The TD Securities-Melbourne Institute monthly inflation gauge was flat in August after a 0.9 per cent jump in July. The annual pace of inflation slowed to 1.7 per cent, from 1.9 per cent in July, to stay below the Reserve Bank of Australia's (RBA) long-term target of 2 to 3 per cent.
The central bank holds its monthly policy meeting tomorrow and is widely expected to keep rates at a record low of 3.0 per cent. However, analysts also suspect it will sound more hawkish on the outlook for rates given unexpected strength in recent data, and particularly business investment.
Annette Beacher, a senior strategist at TD Securities, argued that the moderation in inflation gave the RBA room to keep rates on hold for longer if it so wished.
"As global conditions remain uncertain and volatile, the RBA has plenty of scope to 'wait, watch and worry', voicing a neutral bias to rates at least for the next few months," she argued.
"It can assess the upcoming data flow to see whether it confirms or denies the current expectation that the worst is over in terms of the Australian downturn."
Central bank officials have sounded increasingly upbeat about the economic outlook in recent weeks and Governor Glenn Stevens has noted that the emergency setting of 3.0 per cent would not be needed for ever.
Contributing most to the monthly inflation gauge in August were price falls for holiday, travel, and accommodation; audio, visual and computing, and financial services.
These were offset by rises in prices for private motoring, alcoholic drinks, and fruit and vegetables.

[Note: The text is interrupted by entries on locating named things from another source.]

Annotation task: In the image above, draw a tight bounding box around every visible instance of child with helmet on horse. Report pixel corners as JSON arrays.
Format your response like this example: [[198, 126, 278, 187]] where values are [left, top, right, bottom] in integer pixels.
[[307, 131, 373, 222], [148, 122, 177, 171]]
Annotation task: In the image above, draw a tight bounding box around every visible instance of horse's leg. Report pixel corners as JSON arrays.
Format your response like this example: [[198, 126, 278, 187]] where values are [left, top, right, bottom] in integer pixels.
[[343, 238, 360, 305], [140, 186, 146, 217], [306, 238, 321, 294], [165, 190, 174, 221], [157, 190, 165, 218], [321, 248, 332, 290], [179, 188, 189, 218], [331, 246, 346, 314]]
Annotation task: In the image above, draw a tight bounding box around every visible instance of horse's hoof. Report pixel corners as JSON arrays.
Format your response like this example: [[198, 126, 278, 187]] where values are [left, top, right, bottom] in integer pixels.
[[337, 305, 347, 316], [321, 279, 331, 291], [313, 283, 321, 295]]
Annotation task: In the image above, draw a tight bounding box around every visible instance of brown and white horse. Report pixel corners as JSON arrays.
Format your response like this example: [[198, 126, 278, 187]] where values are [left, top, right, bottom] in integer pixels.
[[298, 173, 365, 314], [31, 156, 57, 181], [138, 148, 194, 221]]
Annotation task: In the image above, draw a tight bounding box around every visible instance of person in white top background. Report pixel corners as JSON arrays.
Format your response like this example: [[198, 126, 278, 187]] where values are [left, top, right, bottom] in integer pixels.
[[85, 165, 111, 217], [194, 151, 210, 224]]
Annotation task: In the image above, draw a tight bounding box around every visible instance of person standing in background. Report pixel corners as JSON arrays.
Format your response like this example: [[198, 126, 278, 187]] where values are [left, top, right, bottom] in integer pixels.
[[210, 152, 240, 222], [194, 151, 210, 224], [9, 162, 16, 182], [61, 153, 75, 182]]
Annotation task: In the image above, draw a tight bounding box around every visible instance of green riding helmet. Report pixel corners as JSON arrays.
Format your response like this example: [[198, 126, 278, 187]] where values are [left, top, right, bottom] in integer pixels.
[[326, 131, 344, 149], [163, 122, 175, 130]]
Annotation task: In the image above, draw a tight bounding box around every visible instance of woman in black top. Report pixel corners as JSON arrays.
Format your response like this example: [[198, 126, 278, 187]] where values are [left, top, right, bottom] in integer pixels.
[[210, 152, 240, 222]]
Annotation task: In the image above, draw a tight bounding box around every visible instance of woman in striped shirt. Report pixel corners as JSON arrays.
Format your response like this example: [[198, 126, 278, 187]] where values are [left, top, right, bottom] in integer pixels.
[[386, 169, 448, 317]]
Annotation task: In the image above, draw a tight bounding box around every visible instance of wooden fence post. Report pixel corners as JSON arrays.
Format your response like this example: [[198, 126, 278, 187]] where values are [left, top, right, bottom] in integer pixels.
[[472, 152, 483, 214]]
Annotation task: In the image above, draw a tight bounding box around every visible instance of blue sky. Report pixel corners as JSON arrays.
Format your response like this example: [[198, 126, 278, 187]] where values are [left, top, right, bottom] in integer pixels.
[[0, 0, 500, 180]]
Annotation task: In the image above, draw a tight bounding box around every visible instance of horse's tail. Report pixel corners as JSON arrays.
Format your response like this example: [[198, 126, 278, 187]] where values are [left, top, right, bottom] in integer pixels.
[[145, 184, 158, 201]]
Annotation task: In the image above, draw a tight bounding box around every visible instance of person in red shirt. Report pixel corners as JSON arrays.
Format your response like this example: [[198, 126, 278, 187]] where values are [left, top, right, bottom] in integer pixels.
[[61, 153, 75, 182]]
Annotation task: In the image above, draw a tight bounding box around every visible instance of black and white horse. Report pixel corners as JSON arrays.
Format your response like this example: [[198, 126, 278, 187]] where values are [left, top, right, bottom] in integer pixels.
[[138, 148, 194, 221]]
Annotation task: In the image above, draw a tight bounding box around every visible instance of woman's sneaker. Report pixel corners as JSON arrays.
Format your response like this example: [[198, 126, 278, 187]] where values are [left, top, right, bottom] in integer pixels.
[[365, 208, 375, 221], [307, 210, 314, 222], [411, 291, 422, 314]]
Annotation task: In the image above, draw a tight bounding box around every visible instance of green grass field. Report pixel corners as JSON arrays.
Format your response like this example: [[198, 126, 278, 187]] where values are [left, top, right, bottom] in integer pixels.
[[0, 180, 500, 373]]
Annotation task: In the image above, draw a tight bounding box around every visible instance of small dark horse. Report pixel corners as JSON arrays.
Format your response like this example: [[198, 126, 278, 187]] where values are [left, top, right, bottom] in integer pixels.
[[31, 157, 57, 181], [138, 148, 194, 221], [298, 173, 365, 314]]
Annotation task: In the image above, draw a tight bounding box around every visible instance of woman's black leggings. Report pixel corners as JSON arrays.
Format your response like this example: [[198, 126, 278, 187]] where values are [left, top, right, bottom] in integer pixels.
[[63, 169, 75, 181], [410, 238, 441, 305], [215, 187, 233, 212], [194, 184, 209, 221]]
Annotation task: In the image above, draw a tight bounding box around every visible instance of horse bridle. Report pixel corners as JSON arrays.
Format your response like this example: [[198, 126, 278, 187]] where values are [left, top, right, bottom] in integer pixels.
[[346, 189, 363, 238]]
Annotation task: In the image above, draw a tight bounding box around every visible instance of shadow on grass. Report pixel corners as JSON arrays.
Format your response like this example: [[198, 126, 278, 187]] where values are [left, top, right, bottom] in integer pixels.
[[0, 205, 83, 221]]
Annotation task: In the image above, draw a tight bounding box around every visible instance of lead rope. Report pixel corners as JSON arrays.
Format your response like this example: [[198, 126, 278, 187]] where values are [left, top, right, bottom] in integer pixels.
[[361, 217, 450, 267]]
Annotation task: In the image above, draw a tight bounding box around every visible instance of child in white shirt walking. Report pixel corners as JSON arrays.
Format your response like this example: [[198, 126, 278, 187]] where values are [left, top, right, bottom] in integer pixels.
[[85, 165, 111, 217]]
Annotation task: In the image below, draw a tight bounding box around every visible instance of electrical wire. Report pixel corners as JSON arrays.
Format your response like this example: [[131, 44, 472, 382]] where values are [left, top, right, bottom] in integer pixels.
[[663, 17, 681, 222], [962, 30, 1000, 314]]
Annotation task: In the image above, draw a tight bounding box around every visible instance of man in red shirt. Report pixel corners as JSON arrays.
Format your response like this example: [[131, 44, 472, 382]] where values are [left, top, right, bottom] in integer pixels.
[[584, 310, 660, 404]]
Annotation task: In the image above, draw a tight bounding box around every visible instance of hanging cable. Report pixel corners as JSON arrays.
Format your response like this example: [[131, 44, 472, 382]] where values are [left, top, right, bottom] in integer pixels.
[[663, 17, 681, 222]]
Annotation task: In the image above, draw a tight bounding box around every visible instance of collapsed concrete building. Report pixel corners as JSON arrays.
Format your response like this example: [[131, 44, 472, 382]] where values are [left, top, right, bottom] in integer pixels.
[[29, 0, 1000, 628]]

The price of automotive fuel rose by around 3.5 per cent in August, but is approximately 15 per cent below its level a year ago.
The price of dwelling rent fell by 0.5 per cent in August, and is just over 5 per cent below its peak of February.
The TD-MI measure of core inflation, which excludes volatile items like petrol and fruit and vegetables, fell 0.2 per cent in August, to correct some of July's 1.0 per cent jump.
That pulled the annual pace down to 2.6 per cent, from 3.0 per cent in July.
The trimmed mean measure, which strips out the biggest price rises and falls, edged up 0.1 per cent in August, after a 0.7 per cent rise in July. The annual pace dropped to 2.0 per cent, from 2.9 per cent the previous month.
Overall, prices rose in 28 CPI expenditure groups in August, while falling in 15.
Based on the data, the Melbourne Institute estimated that the official consumer price index would rise 1.3 per cent in the third quarter. That would see the annual pace of CPI inflation inch up to 1.6 per cent, from 1.5 per cent in the second quarter.